Thank you Daniel and Jarek for your helpful replies.
- I didn't know the "DAG Dependencies" Browse feature. Really cool, it
could indeed show the relationships and confirm that the triggered DAG
are the good ones (useful when we have multiple instances of the same
DAG...)
- OK for the conf parameter in the TriggerDagRunOperator. it seems
useful in certain cases, but in our case, we didn't find a way to
retrieve the values of variables in the triggered DAG (we only the
"content" inside the jinja template, i.e. the string!)
- Regarding the datasets feature, yes, since a few days, we have been
exploring this new feature, looks amazing!
Our use case seems specific: in short, we have a thousands objects to be
processed. For each object, we want to launch an instance of a DAG (the
DAG is the same for all the objects). We don't size our project yet but
let's say, 500 objects should be processed in parallel (note that the
"initial" DAG calls some other DAGs to be triggered).
We are studying several ways to design that with Airflow, but we
encounter for the moment some issues...we are just at the beginning of
the study and maybe we didn't yet explore all Airflow capabilities.

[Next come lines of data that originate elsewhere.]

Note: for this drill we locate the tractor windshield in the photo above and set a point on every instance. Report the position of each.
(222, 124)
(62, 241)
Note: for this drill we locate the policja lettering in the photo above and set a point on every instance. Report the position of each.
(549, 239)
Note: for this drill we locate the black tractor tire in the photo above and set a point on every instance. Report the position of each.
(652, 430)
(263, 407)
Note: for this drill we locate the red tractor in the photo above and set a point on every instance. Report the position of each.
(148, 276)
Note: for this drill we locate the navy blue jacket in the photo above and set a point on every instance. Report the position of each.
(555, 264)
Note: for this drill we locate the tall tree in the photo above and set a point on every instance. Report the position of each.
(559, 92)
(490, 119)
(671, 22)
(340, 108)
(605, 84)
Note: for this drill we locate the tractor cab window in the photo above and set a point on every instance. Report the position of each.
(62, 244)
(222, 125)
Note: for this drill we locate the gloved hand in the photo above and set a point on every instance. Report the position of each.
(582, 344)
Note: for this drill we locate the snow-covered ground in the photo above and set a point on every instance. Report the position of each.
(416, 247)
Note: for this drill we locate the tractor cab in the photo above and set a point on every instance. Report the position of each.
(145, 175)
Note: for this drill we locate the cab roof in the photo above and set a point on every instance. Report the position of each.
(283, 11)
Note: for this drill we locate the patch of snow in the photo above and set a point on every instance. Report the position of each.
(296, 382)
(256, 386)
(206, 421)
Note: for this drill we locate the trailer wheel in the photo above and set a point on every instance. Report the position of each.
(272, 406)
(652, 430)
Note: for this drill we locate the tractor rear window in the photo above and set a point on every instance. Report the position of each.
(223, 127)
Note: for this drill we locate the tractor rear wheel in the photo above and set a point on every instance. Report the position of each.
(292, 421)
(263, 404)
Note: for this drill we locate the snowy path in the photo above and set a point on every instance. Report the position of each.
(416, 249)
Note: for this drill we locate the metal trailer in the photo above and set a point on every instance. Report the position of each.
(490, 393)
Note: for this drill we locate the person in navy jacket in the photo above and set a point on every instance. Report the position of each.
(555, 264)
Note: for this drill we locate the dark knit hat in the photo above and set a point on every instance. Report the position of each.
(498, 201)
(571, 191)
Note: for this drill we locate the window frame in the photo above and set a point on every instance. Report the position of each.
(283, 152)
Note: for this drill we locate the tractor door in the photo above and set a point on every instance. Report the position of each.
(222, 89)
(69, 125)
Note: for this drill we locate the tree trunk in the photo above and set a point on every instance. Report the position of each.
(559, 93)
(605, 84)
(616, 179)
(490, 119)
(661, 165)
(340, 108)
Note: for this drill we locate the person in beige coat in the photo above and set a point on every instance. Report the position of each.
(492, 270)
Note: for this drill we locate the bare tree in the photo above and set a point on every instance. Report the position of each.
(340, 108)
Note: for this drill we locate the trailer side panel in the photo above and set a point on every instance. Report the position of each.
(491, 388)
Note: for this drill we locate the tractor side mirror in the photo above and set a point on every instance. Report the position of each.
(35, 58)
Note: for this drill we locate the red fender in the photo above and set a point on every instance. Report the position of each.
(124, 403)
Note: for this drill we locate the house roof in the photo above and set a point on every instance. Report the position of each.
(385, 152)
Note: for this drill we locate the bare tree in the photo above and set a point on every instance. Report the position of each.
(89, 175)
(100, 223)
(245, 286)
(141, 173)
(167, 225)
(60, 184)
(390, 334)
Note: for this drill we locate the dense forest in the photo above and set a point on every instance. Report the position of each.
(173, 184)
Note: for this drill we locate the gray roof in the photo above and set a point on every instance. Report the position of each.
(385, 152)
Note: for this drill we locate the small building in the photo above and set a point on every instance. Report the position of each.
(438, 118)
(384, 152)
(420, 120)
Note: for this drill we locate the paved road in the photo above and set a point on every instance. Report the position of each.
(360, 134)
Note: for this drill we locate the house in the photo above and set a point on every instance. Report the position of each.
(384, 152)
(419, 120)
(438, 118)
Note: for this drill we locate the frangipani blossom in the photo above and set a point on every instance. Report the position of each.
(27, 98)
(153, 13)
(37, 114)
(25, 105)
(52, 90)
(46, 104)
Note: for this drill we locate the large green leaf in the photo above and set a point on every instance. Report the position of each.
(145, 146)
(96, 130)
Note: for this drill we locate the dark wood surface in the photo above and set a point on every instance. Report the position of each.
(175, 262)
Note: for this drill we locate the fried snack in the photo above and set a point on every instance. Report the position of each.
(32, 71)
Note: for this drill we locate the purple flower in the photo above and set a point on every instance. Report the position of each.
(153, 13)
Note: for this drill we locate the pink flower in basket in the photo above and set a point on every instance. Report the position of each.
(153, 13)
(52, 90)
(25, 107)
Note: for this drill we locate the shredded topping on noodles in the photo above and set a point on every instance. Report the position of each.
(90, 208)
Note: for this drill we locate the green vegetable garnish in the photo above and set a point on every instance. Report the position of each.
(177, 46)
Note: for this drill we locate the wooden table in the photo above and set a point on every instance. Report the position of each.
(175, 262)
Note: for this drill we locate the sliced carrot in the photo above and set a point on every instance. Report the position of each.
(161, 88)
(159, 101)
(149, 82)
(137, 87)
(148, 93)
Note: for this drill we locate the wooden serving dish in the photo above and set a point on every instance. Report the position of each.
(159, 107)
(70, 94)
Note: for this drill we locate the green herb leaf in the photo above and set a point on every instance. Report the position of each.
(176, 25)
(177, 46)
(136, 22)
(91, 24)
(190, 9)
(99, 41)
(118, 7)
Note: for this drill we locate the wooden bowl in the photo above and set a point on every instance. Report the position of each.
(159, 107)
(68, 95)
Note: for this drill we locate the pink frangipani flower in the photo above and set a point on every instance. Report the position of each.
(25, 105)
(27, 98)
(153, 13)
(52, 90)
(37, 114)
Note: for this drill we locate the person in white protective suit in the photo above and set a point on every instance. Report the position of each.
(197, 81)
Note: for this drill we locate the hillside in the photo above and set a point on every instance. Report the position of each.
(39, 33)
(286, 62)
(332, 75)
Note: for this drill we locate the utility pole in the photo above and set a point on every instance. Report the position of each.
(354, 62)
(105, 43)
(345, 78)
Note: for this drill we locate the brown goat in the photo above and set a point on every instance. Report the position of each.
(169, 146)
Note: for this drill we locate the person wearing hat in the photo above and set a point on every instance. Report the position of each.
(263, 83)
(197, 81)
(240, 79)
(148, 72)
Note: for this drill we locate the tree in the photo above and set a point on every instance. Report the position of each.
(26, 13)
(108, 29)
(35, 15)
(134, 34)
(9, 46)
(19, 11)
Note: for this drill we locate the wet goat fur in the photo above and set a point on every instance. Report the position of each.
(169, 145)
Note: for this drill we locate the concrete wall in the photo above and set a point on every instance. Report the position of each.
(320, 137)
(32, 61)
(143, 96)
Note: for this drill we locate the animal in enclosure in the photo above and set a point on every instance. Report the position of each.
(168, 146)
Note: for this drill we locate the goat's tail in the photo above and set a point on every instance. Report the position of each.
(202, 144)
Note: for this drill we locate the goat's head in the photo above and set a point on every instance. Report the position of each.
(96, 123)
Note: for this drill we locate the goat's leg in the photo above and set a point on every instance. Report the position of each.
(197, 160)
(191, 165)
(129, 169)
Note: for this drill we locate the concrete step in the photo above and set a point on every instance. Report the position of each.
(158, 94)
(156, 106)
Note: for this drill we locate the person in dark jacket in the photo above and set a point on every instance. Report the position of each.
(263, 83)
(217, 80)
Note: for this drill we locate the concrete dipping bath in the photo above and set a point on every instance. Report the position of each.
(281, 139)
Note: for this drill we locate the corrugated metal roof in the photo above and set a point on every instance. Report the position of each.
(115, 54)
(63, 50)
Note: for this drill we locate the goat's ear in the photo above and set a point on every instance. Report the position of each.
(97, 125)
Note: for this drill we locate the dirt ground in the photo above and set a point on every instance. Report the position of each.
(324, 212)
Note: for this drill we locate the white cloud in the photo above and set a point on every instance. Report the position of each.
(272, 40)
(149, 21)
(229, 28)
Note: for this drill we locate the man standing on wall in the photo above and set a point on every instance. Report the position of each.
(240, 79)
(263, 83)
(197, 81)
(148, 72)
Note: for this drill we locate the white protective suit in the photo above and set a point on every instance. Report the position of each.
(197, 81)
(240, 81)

We will surely have questions afterwards... ;)
Best,
Hervé
Le 07/11/2022 à 21:21, Daniel Standish via users a écrit :
There is a dag dependencies view which I believe should show you the
relationships
In your trigger dag operator, you can add a dag run conf where you can
supply json data. You could include any info you like there
(including where the triggering is coming from) and you can read it in
the downstream dag.
You could also consider looking at using datasets (a feature added in
2.4) for more event-based dag triggering.

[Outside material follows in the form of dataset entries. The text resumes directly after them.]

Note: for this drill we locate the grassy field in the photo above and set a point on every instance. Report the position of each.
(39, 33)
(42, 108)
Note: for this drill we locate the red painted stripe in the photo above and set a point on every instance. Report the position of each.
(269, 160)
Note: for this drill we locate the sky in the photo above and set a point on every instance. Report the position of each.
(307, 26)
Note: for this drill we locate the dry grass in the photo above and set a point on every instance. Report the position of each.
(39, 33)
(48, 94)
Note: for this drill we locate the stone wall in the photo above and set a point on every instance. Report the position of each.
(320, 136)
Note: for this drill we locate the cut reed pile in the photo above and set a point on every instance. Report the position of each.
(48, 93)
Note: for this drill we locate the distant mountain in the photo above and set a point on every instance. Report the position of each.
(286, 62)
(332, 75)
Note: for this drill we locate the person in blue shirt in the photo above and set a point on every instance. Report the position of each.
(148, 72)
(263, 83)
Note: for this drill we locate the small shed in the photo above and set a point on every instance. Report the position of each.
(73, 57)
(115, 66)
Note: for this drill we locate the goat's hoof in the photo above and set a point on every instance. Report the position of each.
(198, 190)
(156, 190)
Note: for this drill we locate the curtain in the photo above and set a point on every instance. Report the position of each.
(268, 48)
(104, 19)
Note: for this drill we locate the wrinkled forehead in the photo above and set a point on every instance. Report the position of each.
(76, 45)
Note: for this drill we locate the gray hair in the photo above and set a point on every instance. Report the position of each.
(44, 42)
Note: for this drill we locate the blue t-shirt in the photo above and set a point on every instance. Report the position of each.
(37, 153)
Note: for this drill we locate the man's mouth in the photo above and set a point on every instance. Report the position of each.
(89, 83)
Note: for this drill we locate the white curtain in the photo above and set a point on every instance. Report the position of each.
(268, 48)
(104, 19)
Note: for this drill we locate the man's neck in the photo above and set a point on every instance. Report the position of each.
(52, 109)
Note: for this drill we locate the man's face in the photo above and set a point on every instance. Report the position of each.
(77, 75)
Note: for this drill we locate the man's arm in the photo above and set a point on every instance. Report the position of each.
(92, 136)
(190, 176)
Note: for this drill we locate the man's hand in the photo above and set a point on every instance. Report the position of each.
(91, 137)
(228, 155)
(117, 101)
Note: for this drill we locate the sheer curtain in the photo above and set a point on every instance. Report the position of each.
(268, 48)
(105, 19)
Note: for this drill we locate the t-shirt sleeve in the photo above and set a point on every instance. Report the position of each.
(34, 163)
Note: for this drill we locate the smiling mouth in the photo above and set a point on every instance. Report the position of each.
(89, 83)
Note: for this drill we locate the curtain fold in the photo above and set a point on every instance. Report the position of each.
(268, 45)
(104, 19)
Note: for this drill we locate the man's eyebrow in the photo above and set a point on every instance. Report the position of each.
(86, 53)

On Mon, Nov 7, 2022 at 11:30 AM Jarek Potiuk <[email protected]> wrote:
Parent_dag was (is) used for SubDags (which are discouraged). When you
Trigger DAG, the best way to make the link is to generate run_id in
the way that you can uniquely identify the "triggering" dag. Also in
the XCom of the triggering task you will find the "triggered" run_id
an execution date (this is used to generate extra-link). I don't think
there is any other place where this information is kept.
On Mon, Nov 7, 2022 at 4:48 PM Hervé Ballans
<[email protected]> wrote:
>
> Hi Airflowers,
>
> I have a Question about the TriggerDagRunOperator in a single
> environment Cross-DAG dependencies design:
>
> I thought that when a DAG was triggered by an another DAG with this
> Operator, the triggered DAG had the information that it was
triggered by
> this another DAG...
> But it seems that it does not the case?
>
> When I go through the GUI, into the "Details" tab of the
triggered DAG,
> I see nowhere this information? However it exists an attribute
> "parent_dag" but with a 'None' value (but maybe it has nothing to do
> with...)
>
> Also, is there a way to retrieve this information from the triggered
> DAG? Especially the name of the "parent" DAG that triggered the
current DAG?
>
> Maybe I missed something in the understanding of this operator?
>
> Thanks,
>
> Hervé
>